(NB: All names have been changed to protect the identity of the people mentioned.)
NINETEEN year old Ahmed, an American of Pakistani lineage shocked his parents by announcing that he was planning on marrying 23-year-old Abeer, an American-Jordanian. But more importantly, a girl he had never seen, and met only on the Internet!
Ahmed then travelled from the US to the Jordanian capital Amman, to meet Abeer and her father. Sometime later, Ahmed’s parents, both still in the US, received a message on their answering machine that their son had gotten married in a mosque.
Today, Ahmed, who has yet to finish school and has a part-time job, and his purdah observing wife, Abeer, live with his parents.
Ahmed is not the first one to tie the knot so young. In fact he is the third one in his group of young Muslim boys who married within the last one year. Abdullah, an American-Muslim convert is a high school graduate. He married a young Pakistani girl who is about to finish high school. Nineteen-year-old Mohammad, another convert, married a 17-year-old Mexican who he met online in an Islamic chat room. She became a Muslim, much against her family’s wishes and moved to the US. She is, as she says, “happily married and learning Islam from her newly wed husband”. She observes strict purdah and is completely covered from head to toe.
Ahmed and his friends are among a growing group of young Muslim men who believe in getting married young. These men are very religious and find it frustrating to live in America in an open lifestyle. Their peers are openly or secretly dating. They go to the movies, to the beaches, to discotheques and have a good time. However, young Muslim men like Ahmed don’t even watch television or listen to music. They socialize only among themselves, meeting in mosques and halaqas.
They also frequent Islamic chat rooms on the Internet. That is how Mohammad and Ahmed found their wives. The Islamic chat rooms are there supposedly for matrimonial purposes only. These men soon get hitched with women who share their ideas. Within months, photos are exchanged and then they get married, many times meeting each other for the first time during the marriage ceremony. Most of these marriages take place against the parents’ wishes.
“You don’t know how hard it is to be surrounded by ill-clad women especially in summer time. We are young men and not hypocrites. Islam encourages young men to marry, it saves us from sinning”, Abdullah told me. “That is why all of us got married and it’s a decision we do not regret.”
Abdullah, found his wife not through the Internet, because he is too devout to chat with women on the Net. He spread the word that he was wanting to marry. At the same time, in an Islamic conference there was a very religious family looking for a husband for their young sixteen-year-old daughter who also wears the niqab. A go-between arranged the marriage. The nikah was performed but the marriage was delayed till the girl turned eighteen and graduated from high school.
All the married young men do odd jobs. Some are even going to school part-time while others are toying with the idea. They make very little money but have no complaints. “Our needs are limited. We are not materialistic”, Abdullah said.

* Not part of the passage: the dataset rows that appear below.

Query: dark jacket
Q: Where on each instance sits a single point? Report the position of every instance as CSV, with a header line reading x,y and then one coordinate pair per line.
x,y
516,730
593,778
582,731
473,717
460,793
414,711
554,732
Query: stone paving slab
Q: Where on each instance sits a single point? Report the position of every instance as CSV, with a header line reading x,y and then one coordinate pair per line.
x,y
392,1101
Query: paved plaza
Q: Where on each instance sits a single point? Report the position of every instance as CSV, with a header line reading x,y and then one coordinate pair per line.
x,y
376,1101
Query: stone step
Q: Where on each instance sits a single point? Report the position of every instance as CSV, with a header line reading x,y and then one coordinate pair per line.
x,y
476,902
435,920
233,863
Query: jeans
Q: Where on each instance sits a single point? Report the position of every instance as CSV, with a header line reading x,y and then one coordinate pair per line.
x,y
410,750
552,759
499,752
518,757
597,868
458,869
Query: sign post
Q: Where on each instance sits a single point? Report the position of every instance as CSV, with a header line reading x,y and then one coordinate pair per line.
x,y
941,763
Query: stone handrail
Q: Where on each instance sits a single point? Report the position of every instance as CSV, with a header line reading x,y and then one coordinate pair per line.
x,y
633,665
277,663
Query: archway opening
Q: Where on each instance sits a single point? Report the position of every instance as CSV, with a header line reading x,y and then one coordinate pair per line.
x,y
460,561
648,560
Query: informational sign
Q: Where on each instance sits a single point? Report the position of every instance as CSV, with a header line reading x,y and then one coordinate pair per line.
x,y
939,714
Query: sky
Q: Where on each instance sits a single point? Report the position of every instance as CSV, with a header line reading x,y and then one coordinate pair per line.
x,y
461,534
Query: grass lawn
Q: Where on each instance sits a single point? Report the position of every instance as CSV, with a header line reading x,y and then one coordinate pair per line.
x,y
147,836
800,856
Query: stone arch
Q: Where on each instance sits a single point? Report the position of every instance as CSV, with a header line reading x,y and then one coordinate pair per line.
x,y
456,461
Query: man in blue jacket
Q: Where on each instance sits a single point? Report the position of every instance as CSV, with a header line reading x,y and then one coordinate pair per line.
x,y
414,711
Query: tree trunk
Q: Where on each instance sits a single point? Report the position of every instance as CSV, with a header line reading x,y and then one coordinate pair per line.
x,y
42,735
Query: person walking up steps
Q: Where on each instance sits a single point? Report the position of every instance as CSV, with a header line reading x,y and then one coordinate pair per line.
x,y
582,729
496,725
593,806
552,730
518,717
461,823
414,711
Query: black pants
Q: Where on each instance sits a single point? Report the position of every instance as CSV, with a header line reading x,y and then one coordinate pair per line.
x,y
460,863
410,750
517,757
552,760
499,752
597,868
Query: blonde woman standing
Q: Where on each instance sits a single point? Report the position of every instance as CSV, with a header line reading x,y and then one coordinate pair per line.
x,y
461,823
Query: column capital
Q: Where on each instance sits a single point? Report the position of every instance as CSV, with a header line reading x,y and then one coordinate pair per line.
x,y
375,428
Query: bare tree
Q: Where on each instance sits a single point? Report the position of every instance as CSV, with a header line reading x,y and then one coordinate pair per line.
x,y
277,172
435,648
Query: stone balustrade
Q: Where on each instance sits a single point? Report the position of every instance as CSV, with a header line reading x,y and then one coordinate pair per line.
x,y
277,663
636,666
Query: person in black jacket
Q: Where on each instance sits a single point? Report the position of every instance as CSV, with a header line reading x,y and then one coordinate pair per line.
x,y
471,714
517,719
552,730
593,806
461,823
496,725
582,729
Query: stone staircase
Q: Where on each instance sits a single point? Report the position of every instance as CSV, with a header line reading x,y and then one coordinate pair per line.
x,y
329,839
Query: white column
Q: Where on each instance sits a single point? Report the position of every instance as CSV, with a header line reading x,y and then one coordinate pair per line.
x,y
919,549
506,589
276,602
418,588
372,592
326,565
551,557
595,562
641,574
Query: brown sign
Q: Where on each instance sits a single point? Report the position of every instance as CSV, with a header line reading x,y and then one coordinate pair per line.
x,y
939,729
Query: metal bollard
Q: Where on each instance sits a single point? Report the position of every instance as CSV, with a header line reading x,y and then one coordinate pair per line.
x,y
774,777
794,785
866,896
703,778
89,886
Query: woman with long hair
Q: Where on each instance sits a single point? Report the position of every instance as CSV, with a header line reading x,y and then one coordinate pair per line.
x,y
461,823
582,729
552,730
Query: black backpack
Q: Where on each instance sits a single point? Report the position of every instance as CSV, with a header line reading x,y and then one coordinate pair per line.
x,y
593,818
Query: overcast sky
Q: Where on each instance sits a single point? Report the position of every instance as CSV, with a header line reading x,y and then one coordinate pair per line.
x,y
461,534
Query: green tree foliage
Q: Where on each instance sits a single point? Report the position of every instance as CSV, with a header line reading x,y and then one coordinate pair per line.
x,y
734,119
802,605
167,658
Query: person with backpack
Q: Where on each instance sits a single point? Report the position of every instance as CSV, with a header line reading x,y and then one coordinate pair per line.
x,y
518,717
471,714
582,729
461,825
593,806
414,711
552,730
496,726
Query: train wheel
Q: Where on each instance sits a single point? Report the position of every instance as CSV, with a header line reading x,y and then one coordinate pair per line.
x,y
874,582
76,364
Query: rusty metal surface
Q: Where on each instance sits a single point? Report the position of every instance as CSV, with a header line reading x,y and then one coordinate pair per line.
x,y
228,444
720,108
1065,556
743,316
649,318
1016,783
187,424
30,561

“We don’t watch television or movies. We do not go to concerts or eat out. We do not believe in fancy furniture or designer clothes. We buy cheap second hand cars and live very simply. If you follow Islam, you don’t need too much money.” he concludes
But not everyone agrees with them.
“They are young people with no idea of what life entails. They are living in Utopia and will find out soon that it doesn’t exist”, Ahmed’s Pakistani-naturalized American mother told me.
“I was not happy that my son got married so young and the way he did. I would have preferred that he at least finished his schooling. But he told me that it was best for him. I console myself by thinking that in the United States most teenagers have a relationship. Either they are living with someone or dating someone. At least my son got married and the girl he chose is a practising Muslim and very sweet. I have grown to like her a lot. I have a full time job and she helps me around the house which works wonders for me.
“But I still think marriage is something very serious and my son is still very immature. The Internet and its chat rooms have become a playground where young people with no experience or idea of the seriousness of life, meet and make important decisions like marriage based on a few chat sessions. I think some Muslim man of knowledge, maybe from Al-Azhar University, should look at this dangerous, growing trend of young Muslim and give some kind of counselling or opinion on the matter.
Young men should be encouraged to finish their education before they get married. They should be asked to listen to their parents about such matters. In the end it’s the parents who end up supporting everyone. God knows what will happen if they start having children. They are not mature enough to take care of their own needs. If you bring up some of the problems, these men only have one answer, `Allah knows best. He will provide.” Nobody is debating that, but even the Prophet Mohammad (Peace Be Upon him) was 25 when he first married,’ concluded Ahmed’s very concerned mother.
But isn’t it un-Islamic to chat with women online? “No, not if your intention is to get married and find the right girl.” Ahmed said rather aggressively.
“My mother tried to find a girl for me, but no one would have me. They said, I was too young and too uneducated. So I found Abeer all by myself in an Islamic chat room. I did not even see her till a few days before my nikah and am happily married too.”